At the time of this document there are only 3 possible well groups, “2015-05-21”, 2015-06-19”
and “2015-07-27”. The “2015-05-27” brine data well group has a total of 47 wells out of a
possible 52 wells with brine data sampled on this date. The user only needs to highlight the 1st
row in the list and click on the “Select” button at the bottom of the panel. This action will
automatically retrieve the date as the search criteria and make an ORACLE PL/SQL call,
http://chasm.kgs.ku.edu/ords/iqstrat.co2_grid_brine_data_pkg.getDateXML?iDate=2&sTime=20
15-05-21&field=Wellington
This call will return a XML – Extensible Markup Language data stream with a list of wells and
the brine data of each well in the Reported Date Well Brine Data Group.
Importing PC Data - Download Well Data to PC
Download either the ASCII Text Files directly or the Zip files extracting the contents into a
directory. The problem with the ASCII Text Files being downloaded directly from a web page is
that the web page will alter the contents so it does not retain the basic structure and add HTML
text to the file.
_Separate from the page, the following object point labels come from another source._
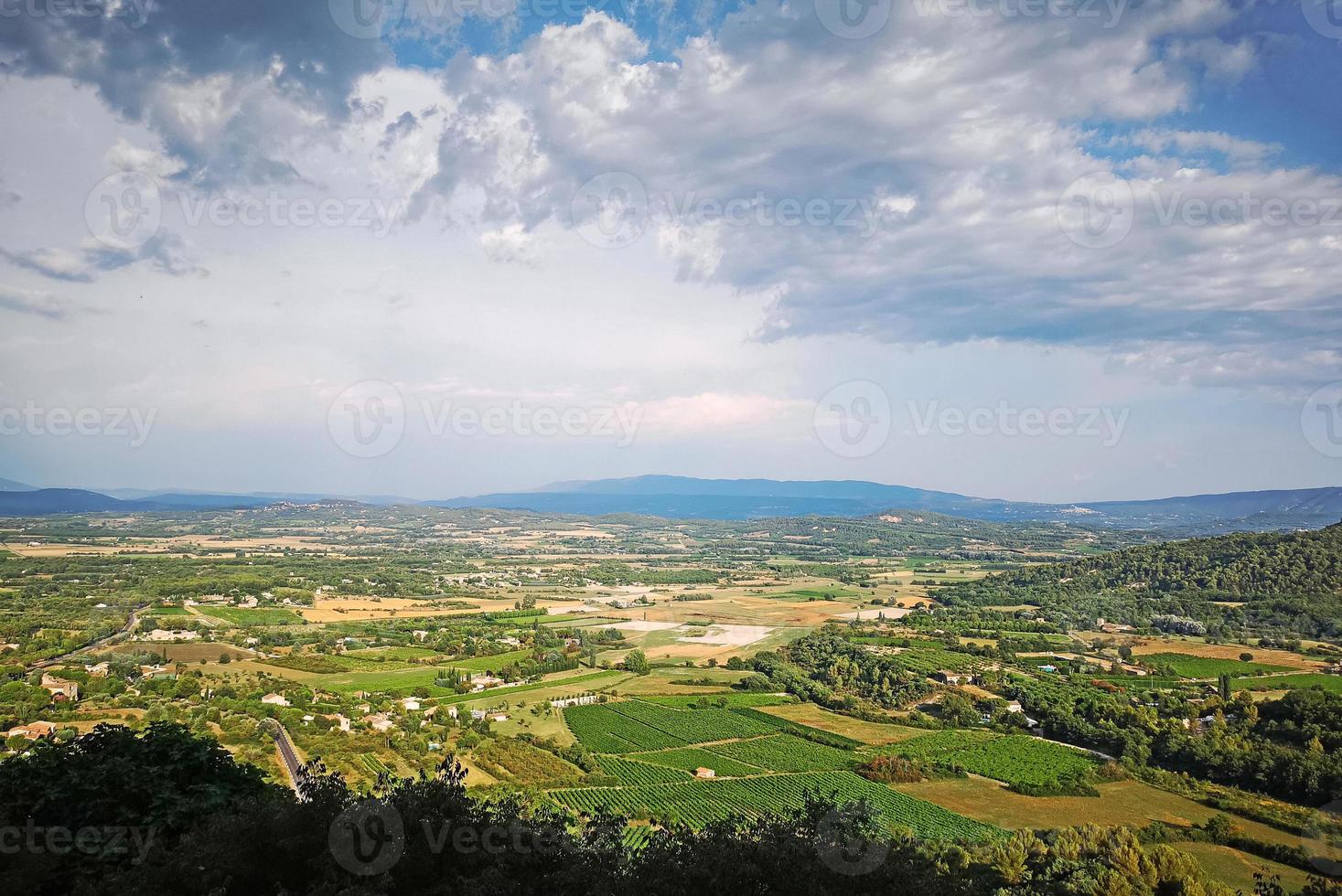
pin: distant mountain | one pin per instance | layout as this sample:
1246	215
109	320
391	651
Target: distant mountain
80	500
682	496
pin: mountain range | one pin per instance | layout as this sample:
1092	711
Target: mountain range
689	498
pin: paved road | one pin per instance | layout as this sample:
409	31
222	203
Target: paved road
286	752
125	629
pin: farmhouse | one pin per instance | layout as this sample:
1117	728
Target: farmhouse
32	730
953	677
60	689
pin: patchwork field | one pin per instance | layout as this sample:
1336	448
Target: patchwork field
700	803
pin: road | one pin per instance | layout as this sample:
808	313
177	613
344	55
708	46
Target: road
92	645
287	754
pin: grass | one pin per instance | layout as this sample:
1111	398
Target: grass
1015	760
692	758
253	617
818	717
525	764
1289	682
700	803
785	752
1122	803
1207	667
1236	869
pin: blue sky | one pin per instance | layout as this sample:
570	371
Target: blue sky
1077	254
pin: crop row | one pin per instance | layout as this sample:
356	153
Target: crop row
694	758
697	804
632	773
785	752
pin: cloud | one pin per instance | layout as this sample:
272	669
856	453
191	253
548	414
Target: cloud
229	86
936	155
164	252
42	304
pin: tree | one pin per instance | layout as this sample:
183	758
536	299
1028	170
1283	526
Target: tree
637	661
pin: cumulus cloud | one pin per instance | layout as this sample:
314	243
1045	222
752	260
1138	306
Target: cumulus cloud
42	304
934	158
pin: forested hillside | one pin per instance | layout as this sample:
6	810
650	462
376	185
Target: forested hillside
1238	566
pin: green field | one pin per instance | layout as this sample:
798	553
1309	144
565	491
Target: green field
692	758
253	617
785	752
1206	667
632	773
1290	682
700	803
1014	760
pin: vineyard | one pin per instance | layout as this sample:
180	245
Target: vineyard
692	758
631	773
785	752
700	803
1019	761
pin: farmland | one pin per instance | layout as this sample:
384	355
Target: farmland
1204	667
700	803
1017	761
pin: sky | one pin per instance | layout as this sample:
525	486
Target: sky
1066	250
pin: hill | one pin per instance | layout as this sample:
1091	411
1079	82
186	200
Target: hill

The preferred method if you have Zip or WinZip is to download the zip files to
your PC and extract.
Well Data:
CSV File contains the all the brine data in the DOE CO2 Brine Database Table on the date 12
October 2015.
XML File contains the brine data in the DOE CO2 Brine Database Table for the Reported Date
21 May 2015.
Type ASCII Text Files
CSV http://www.kgs.ku.edu/PRS/Ozark/Software/PC/DOE_CO2_Wells_2015_10_12.csv XML http://www.kgs.ku.edu/PRS/Ozark/Software/PC/DOE_CO2_Wells_2015_05_21.xml
Type Zip Files
CSV http://www.kgs.ku.edu/PRS/Ozark/Software/PC/DOE_CO2_Wells_2015_10_12.zip XML http://www.kgs.ku.edu/PRS/Ozark/Software/PC/DOE_CO2_Wells_2015_05_21.zip
10
Importing PC Data – Brine XML (Extensible Markup Language) ASCII File.
This web app allows the user to save and read Brine Data as Extensible Markup Language
(XML) file. The data that is retrieved from the Kansas Geological Survey database is retrieved
as a XML data stream that is parsed and loaded into the Brine Plot & Data Entry web app. This
program allows the user to save the data as a XML file, which uses the same Document Type
Definition (DTD) to format the data.
Select the “XML (Extensible Markup Language) ASCII File” radio button and then left click on
the “Brine Data” Icon Button in the Data Source Panel of the Load Data Dialog. This will
display the “Select Brine Data Comma Delimited File from your PC” Dialog. This dialog allows
the user to search their PC for the file of interest. In this example it is the Brine XML file
DOE_CO2_Wells_2015_05_21.xml, highlighted below.
11
Brine Data Extensible Markup Language (XML) Document Type Definition (DTD).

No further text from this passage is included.